Displayed in successful industry upgrading and capacity expansion, supply-side factors are dominant, yet weak demand, flat prices, and resulting employment and profitability pressures are troubling. Claiming concern for demand, Beijing fails to resource it as it does supply.
Given this strong supply-side, coupled with the PRC scale, RMB internationalisation seems a stronger candidate for global monetary makeover than other options. But continued structural imbalance makes this less feasible. The Plenum, Lu hopes, will have some answers about the PRC role in an evolving world system.
An economist focused on China’s global economic engagement, Lu has produced a flurry of research on next steps for the WTO.
Xie Dong 解冬 | China National Democratic Construction vice chair and CPPCC Standing Committee member
Fiscal and financial institutions should encourage transition in consumption and investment, explains Xie. Macro policy currently fails to coordinate: stimulus fails to move consumption while investment in one direction crowds it out in another.
Division of labour is needed between fiscal spending and finance: state action to remould income structure, and finance, more attuned to the consumption needs of lower income groups, offering them new products.
Investment too, needs more savvy: government bonds need managed differentiation, ensuring they are used on well-matched projects.
Shanghai-born Xie holds an MA (1995) in English literature from Fudan, going on to work in exporting knitwear. Working her way from translator to manager of the Shanghai Trade Authority, Xie went on to work in the city’s financial agency and other posts and was appointed one of its deputy mayors in 2023.
Zhang Laiming 张来明 | Development Research Centre deputy director
PRC material development has reached a point where common prosperity needs promotion, explains Zhang. Novel ‘contradictions’ (conflicts) in the New Era create problems demanding common prosperity be integrated into deepening reform.
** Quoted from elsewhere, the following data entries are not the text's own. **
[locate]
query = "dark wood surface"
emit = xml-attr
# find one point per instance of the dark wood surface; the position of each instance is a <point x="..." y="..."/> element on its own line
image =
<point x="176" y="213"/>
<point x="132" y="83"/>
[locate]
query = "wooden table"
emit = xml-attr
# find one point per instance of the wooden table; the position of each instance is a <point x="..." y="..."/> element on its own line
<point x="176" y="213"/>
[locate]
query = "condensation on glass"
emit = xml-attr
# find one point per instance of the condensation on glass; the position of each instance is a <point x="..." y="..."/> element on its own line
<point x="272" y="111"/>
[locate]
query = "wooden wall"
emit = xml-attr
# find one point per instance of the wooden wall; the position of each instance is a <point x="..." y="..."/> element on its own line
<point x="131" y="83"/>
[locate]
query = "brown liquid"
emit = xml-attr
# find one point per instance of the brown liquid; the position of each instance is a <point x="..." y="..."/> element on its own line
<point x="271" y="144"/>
The equity/efficiency equation (set by Deng Xiaoping as ‘efficiency comes first, with due attention to equity; reset in the Hu-Wen era as ‘equalising efficiency and equity‘) again needs resetting. This entails better remunerating according to work done, while better-distributing income, especially through redistribution. New ways are needed to raise middle and lower-income groups earnings from productive factors (land, capital, technology and data). This entails going beyond wages and boosting asset dividends to increase the middle class.
Peking University law school graduate Zhang works on political, economic, and social issues. His whole career since the early 1990’s spent at the DRC, he became a deputy director in 2013 and is also a member of the CPPCC.